ADD-ONS: Peripherals: no longer a sideline sale

ADD-ONS: Peripherals: no longer a sideline sale

It would be easy for PC resellers to get depressed about the state of the market. According to the latest research from IDC, PC shipments in Australia for Q4 2001 were down 5.8 per cent on the previous year.

But as the PC market becomes more and more saturated, the peripherals market is going from strength to strength. Recent advances in technology have failed to provide a compelling reason for consumers to upgrade their PCs en masse. While this lift to the market will certainly come, it is not yet a reality. Users are choosing instead to buy peripherals which allow them to get more out of their current system.

So for many resellers, the peripherals market has become increasingly important in maintaining profitable growth, and this trend will continue. This is the main reason that everyone is searching for the killer peripheral that will change how we communicate with PCs forever and open a new market for the channel. But where is it going to come from? Is the future going to be driven by speech? By the type of games we play? Maybe it will be wireless technology, or perhaps even virtual reality?

Where now for the PC?

The PC market is set for a number of changes. Voice access will almost certainly become a huge growth area for the peripherals market. The latest operating systems and software, notably Windows XP, have been specifically designed to incorporate voice access functionality. VoIP (voice over Internet Protocol) promises huge savings on phone bills, although its progress to date has been dogged by regulatory and charging issues. However, once these are resolved, Internet telephony is likely to be a notable growth area. This will lead to a big market for products such as headsets and microphones, which are rarely bundled with a new PC.

Consumers are also looking for the freedom to develop and edit their own images on their PCs, which has resulted in increased sales of digital cameras and webcams. The category is expanding dramatically as high-class software applications move out of the studio and office and into the home. The arrival of broadband Internet access is also likely to drive this category, as a significant barrier to sharing multimedia files over the Net is removed.

Storing and listening to music through a PC is experiencing rapid uptake - and there was a strong reference to this in the launch advertisements for Windows XP. Music downloads are creating a high level of debate but consumer demand should see credible business models evolve. MP3 downloads will become increasingly popular and production software more advanced, creating a demand for high-class speaker systems.

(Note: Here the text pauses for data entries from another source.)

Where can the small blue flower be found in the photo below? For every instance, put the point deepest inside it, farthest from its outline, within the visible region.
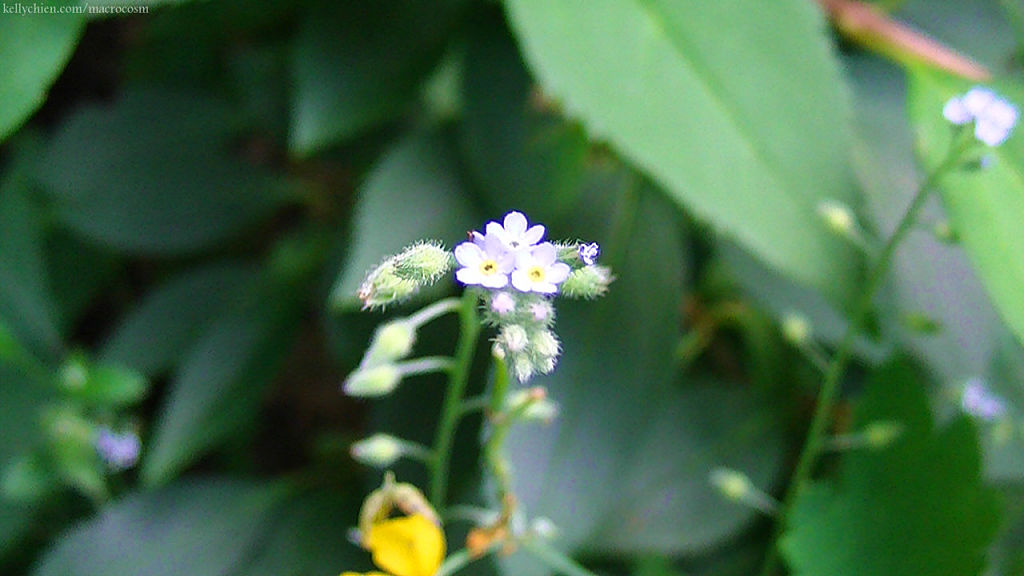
(993, 117)
(589, 253)
(978, 401)
(120, 451)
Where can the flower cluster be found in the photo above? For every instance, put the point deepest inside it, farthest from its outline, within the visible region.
(992, 116)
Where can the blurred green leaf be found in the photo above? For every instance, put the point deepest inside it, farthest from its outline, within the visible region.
(750, 138)
(153, 173)
(414, 193)
(200, 528)
(26, 303)
(358, 64)
(217, 389)
(985, 207)
(523, 155)
(623, 417)
(153, 337)
(915, 508)
(34, 49)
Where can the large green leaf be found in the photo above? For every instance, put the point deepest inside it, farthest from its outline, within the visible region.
(155, 335)
(415, 193)
(985, 207)
(34, 49)
(202, 528)
(25, 302)
(625, 467)
(217, 388)
(735, 108)
(914, 508)
(523, 155)
(146, 182)
(357, 64)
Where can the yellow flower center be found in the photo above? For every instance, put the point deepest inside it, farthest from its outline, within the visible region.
(488, 268)
(410, 545)
(536, 274)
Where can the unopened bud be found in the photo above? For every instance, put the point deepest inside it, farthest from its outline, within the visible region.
(380, 450)
(839, 216)
(796, 329)
(384, 286)
(423, 263)
(545, 343)
(378, 380)
(881, 434)
(587, 282)
(734, 486)
(391, 341)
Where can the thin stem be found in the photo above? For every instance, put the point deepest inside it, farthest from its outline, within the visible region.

A potential new category is digital pens. These have emerged recently as a possible competitor to tablet PCs. Digital pens aim to combine the natural experience of writing with the digital world. They allow users to input text or drawings with a pen and then to store them on a PC or send them via a mobile phone. The concept is very appealing and intuitive. Some products are likely to be on the market by the end of the year. If the first commercialised devices are as promising as some analysts and early demonstrations suggest, this category will establish itself as a whole new area in much the same way that PDAs have.

The wireless lifestyle

Increasingly, consumers are looking for greater freedom and flexibility in the way they work and live. Cordless peripherals such as mice and keyboards are already a booming market. With the growth of wireless LANs, peripherals that can interact with desktop PCs both in the office and home will become another new category. These Bluetooth and WiFi (wireless LAN) technologies will branch out from the PC to incorporate other devices around the office and home. While these new radio standards are likely to take a few years to work themselves out, consumers will be given a chance to digest their place and ability.

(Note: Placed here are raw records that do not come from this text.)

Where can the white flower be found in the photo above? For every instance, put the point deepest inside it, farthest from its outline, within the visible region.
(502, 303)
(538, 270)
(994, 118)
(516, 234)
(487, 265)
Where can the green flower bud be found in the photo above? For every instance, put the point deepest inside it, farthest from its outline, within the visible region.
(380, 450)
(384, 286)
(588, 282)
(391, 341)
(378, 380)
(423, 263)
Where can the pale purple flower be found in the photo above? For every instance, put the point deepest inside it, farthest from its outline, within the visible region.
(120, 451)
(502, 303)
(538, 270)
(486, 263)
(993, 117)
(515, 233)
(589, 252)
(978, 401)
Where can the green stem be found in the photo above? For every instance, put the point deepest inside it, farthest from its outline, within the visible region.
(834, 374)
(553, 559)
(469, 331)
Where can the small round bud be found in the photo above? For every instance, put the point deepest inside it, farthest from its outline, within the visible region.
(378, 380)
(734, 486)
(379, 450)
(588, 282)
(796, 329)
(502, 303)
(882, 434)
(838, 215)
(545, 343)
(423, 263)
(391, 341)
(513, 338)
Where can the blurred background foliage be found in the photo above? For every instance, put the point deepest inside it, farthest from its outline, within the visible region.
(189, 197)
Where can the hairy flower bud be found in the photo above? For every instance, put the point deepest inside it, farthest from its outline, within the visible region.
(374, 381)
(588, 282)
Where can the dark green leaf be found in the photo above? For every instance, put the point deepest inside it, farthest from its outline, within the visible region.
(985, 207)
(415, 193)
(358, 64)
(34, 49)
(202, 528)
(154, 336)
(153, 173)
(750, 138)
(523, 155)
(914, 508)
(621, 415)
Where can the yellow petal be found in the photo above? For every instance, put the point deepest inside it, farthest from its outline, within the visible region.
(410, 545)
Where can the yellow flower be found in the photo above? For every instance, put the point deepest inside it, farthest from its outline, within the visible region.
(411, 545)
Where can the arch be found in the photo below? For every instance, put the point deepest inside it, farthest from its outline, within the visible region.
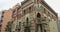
(38, 15)
(27, 19)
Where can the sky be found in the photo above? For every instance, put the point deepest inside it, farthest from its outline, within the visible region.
(6, 4)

Developments in mobile communications will be among the greatest technological advances to be made over the next five years. On the hardware side, convergence will be a major theme. Mobile phone and PDA hybrids are already appearing on the market but to date have not proved as successful as predicted. Still, device manufacturers have invested a considerable amount in this area and it is likely that convergence will eventually become standard in three to four years.

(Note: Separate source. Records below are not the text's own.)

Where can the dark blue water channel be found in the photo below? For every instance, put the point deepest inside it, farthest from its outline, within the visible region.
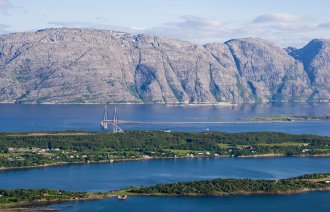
(316, 201)
(105, 177)
(14, 118)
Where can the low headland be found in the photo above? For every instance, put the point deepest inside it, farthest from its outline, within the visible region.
(40, 149)
(287, 118)
(21, 198)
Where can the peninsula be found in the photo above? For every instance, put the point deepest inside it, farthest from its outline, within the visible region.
(23, 150)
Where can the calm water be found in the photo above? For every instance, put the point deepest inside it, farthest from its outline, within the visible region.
(317, 201)
(87, 117)
(105, 177)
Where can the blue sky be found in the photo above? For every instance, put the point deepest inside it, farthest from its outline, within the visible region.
(284, 22)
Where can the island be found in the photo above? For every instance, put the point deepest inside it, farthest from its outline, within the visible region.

This will create a new potential market for "after-market" peripherals such as keyboards and headsets, similar to what is currently emerging with mobile phones.

The gaming opportunity

The role of the peripheral in gaming has always been a huge factor in performance and subsequent enjoyment and this is definitely set to continue. The appearance of Xbox and GameCube and the continuing success of PlayStation 2 has opened up huge markets for enhanced versions of existing peripherals as well as for entirely new products. Game design is becoming ever more advanced in order to deliver a "real" experience and the gamer's physical interface will need to keep up with these developments.

In the near future, consoles will offer Internet capabilities creating an immense opportunity for peripheral vendors. It will become normal to have a variety of games devices for these "connected consoles". The standard game pad will suffice for many titles, but specialised products that allow voice commands, motion control or Internet chatting and full Web surfing, will also become common. Online gaming via the PC is already very popular among the gaming community and has created good revenue streams from the sale of headsets. As the new wave of consoles makes this style of gaming more accessible, we can expect to see a boom in the headset market.

The brand is still king

With these new markets and opportunities comes increased competition. To succeed, each company will need to offer innovative products that people can easily understand how to use. The winners will be those who can remain faithful to what consumers expect them to offer while also ensuring that they have a steady stream of ideas and products to take advantage of the exciting developments ahead.

Marco Manera is general manager of Logitech Australia.